I went to the fabric store, picked up a few cans of Scotchgard and the inside is still like new. Each spring, when I get the OB out of hibernation, I clean her with this stuff and the outside looks like new. I just was unable to justify $895 for something that I could do in an afternoon. Although not quite the same size OB as yours, the wax job is about a 6 pack and 2 - 3 hours. IMHO, save the money and use it for something else for your OB.


----------



## outbackgeorgia (Jan 28, 2004)

The result will be a passing of $ from you to the dealer.
This is one of the oldest profit makers for dealers that exists.
They will actually apply something to the trailer.
Their cost for all the material and labor will be under $50.
You can do it yourself.

Dave


----------



## Sayonara (Jul 23, 2007)

Didnt do it. Could not justify the cost.


----------



## California Jim (Dec 11, 2003)

Sorry to be a bummer about this, but.... If there were some amazing exterior coating available it would be advertised like crazy in all the RV mags, TV, etc.... I highly doubt that they will do anything but cause you to be too lax in your needed exterior maintenance.

Bummer finished.

Now go enjoy that new rig


----------



## dammawpa (Oct 18, 2007)

Thanks for all your input. After more discussion with DW, I have decided to use the $ for the Rally and factory tour to see why they don't apply this gunk there.


----------



## Sayonara (Jul 23, 2007)

dammawpa said:


> Thanks for all your input. After more discussion with DW, I have decided to use the $ for the Rally and factory tour to see why they don't apply this gunk there.

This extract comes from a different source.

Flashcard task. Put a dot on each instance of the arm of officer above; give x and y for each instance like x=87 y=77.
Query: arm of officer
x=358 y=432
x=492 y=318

Good Choice! you will be able to see the gunk they dont apply and the all the gunk they do...


----------



## N7OQ (Jun 10, 2006)

I bought a Chevy truck back in 1989 and had this finish put on, and they said I would not have to wax for 5 years. Well it look good the day they did it and 5 years later the paint was pealing off. The paint pealing was a Chevy problem the white paint didn't stick to the under coating. But I did have to wax the truck a few months after getting the treatment because the paint lost it's shine. BTW I still had this truck when my Son was in grade school and I would take him to school and pick him up, well one day he got into the truck and said Dad your truck looks like a cow. Oh well other than the bad paint I had over 200,000 miles on that truck when I traded it in and it still ran great, and the only thing I did was oil and lube jobs every 3 or 4 thousand miles and other minor maintenance, it still had the stock brakes on it.


----------